5. Limitations and future directions
This study has certain limitations. Firstly, similar to other studies employing clustering for player role classification, the final clustering results are inherently subjective, leading to the possibility of misclassifying players into different roles, which is an unavoidable issue in clustering studies. Secondly, basketball is a multifaceted game with various dimensions, where player roles can significantly fluctuate depending on team strategies, game situations, and opponent circumstances. This study solely analyzed players’ offensive types while neglecting relevant defensive metrics. Some players renowned for their defensive prowess may have been overlooked, potentially oversimplifying players’ roles and disregarding the diversity of their on-court contributions. Lastly, when studying the impact of offensive roles on team performance, we solely employed the number of players as the independent variable due to sample size limitations; other variables were not considered, such as players’ playing time and efficiency values across different play types, which constrained our ability to investigate further the influence of players’ roles on team performance.
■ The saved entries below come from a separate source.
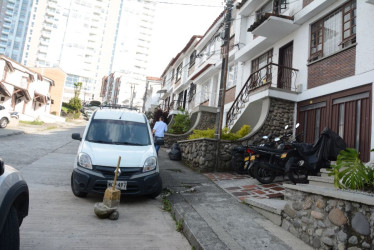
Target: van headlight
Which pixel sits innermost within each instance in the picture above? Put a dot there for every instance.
(84, 160)
(150, 164)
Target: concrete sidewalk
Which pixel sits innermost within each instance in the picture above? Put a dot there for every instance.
(213, 218)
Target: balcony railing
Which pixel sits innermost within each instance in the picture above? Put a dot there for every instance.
(270, 75)
(174, 105)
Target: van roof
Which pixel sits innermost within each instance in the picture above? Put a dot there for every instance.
(120, 114)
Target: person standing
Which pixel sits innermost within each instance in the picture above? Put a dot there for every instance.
(159, 130)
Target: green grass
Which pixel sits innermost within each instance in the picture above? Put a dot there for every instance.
(180, 225)
(32, 123)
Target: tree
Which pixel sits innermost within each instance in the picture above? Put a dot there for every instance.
(75, 104)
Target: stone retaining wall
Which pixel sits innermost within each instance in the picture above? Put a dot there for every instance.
(329, 222)
(281, 113)
(201, 154)
(207, 120)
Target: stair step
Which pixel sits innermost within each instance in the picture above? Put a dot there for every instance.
(270, 208)
(321, 181)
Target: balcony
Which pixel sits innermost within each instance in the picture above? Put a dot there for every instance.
(271, 75)
(175, 105)
(273, 26)
(247, 7)
(312, 9)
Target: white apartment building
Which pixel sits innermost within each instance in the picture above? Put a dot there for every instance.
(75, 35)
(152, 94)
(311, 61)
(132, 48)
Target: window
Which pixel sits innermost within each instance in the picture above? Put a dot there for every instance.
(179, 72)
(262, 68)
(276, 7)
(231, 76)
(191, 92)
(333, 32)
(192, 58)
(205, 91)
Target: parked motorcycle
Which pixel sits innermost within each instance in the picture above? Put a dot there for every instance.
(265, 163)
(240, 155)
(307, 159)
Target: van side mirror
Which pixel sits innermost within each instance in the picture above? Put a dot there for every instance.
(1, 167)
(76, 136)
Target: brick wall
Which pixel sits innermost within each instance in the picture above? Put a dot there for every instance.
(206, 103)
(230, 95)
(332, 68)
(306, 2)
(59, 77)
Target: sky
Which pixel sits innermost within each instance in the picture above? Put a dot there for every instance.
(175, 24)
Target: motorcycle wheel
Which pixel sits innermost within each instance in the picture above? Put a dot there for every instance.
(237, 163)
(296, 174)
(263, 174)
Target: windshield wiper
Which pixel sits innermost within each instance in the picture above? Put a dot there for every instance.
(100, 141)
(128, 143)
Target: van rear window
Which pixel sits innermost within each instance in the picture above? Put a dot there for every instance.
(118, 132)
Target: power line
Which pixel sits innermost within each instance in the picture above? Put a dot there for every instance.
(187, 4)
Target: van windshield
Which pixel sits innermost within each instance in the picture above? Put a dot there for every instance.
(118, 132)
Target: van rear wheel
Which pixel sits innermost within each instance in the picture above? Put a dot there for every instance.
(263, 174)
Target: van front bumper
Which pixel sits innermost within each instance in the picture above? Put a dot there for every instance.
(90, 181)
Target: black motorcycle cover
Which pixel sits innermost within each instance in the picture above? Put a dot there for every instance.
(325, 149)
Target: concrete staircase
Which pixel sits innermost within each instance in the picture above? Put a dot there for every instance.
(272, 208)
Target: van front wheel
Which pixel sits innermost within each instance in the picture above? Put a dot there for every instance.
(75, 188)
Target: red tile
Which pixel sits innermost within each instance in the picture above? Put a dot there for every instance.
(259, 192)
(239, 193)
(277, 195)
(277, 188)
(269, 185)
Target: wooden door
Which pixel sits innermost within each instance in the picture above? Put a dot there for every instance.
(285, 65)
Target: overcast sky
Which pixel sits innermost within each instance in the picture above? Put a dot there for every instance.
(175, 24)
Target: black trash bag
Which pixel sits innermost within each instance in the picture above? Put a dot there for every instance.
(175, 153)
(237, 159)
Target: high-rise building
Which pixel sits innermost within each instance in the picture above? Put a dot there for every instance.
(14, 19)
(75, 35)
(132, 48)
(89, 39)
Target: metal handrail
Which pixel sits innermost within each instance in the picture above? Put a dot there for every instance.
(251, 84)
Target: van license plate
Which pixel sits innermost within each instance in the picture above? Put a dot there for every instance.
(120, 185)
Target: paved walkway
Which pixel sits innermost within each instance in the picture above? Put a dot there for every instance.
(213, 216)
(248, 187)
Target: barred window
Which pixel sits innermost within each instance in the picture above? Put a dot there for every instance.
(333, 32)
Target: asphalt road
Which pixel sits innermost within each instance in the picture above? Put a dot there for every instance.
(59, 220)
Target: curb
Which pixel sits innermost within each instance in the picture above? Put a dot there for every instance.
(182, 210)
(12, 133)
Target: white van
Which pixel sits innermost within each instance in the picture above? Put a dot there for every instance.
(111, 133)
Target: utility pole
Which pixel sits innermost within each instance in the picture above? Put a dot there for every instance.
(225, 63)
(132, 94)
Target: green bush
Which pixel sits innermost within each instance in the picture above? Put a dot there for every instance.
(157, 113)
(95, 103)
(349, 171)
(181, 123)
(75, 104)
(225, 134)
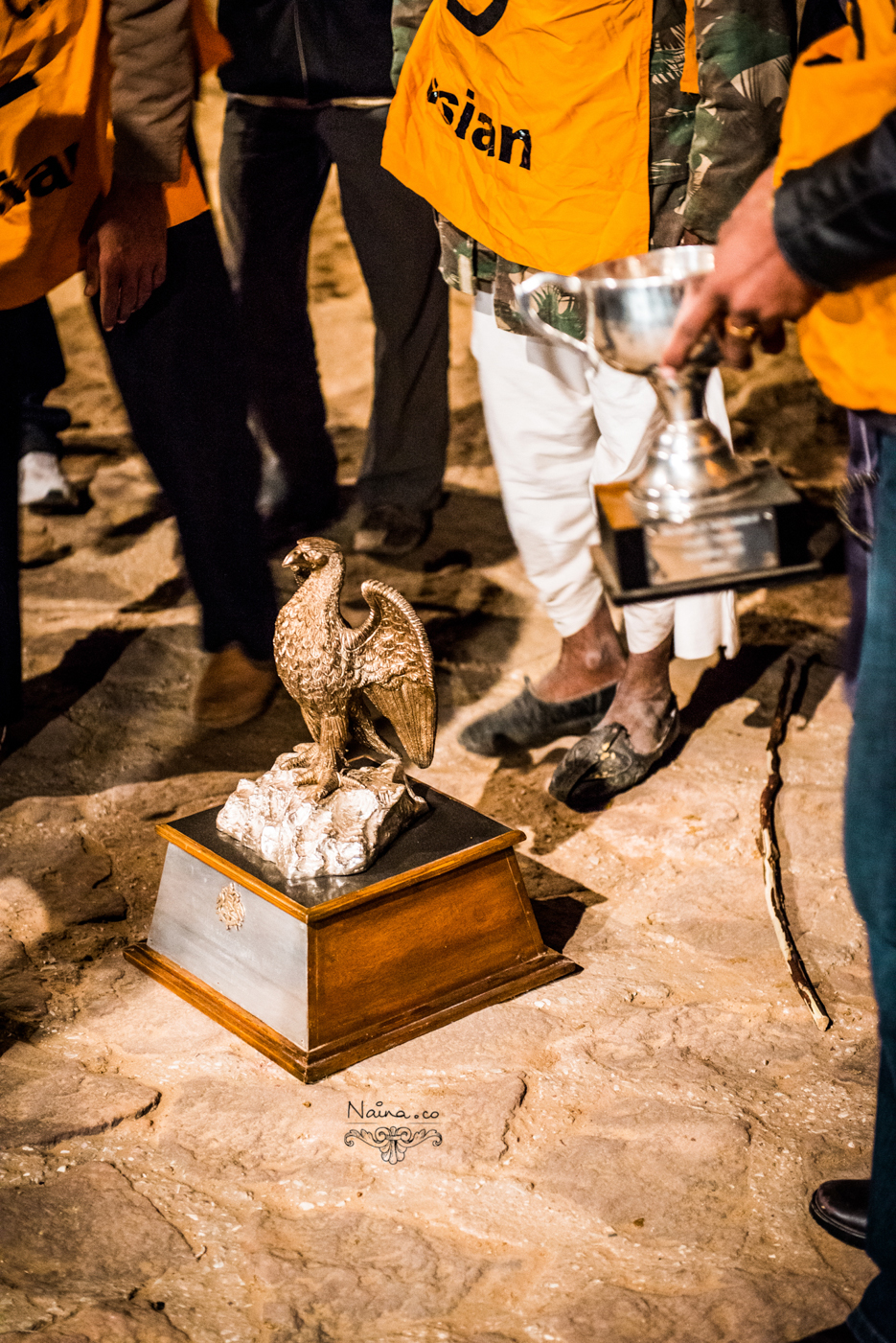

Regarding future research directions, several areas warrant exploration. First, player roles evolve in response to coaching decisions, formation adjustments, and player development. Investigating the patterns and trends of these role changes is one of the areas we intend to explore. Second, incorporating a larger sample size and additional influential variables concerning the impact of player roles on team performance would enhance model stability, thereby facilitating the further investigation of the matter. Lastly, future research should integrate advanced machine learning techniques like deep or reinforcement learning to capture player roles’ intricate relationships and temporal dynamics. These approaches are adept at handling large-scale data, identifying complex patterns and dependencies, and yielding a more nuanced comprehension of offensive roles.
6. Conclusion
In this study, we utilize play-type data with interaction information to categorize native and foreign players in the CBA league into 14 and five distinct offensive roles, respectively, employing a clustering approach. These results provide a unique perspective for understanding and observing the player’s role. Further research found that big players made a difference in team composition. The offensive roles of two categories of native players, whose attributes emphasized both teamwork and off-ball movement, showed a significant influence on team performance. In contrast, no such impact was found for foreign players. Consequently, basketball coaches and managers should consider optimizing the composition of individual player clusters during the team-building process and prioritize the development of native players.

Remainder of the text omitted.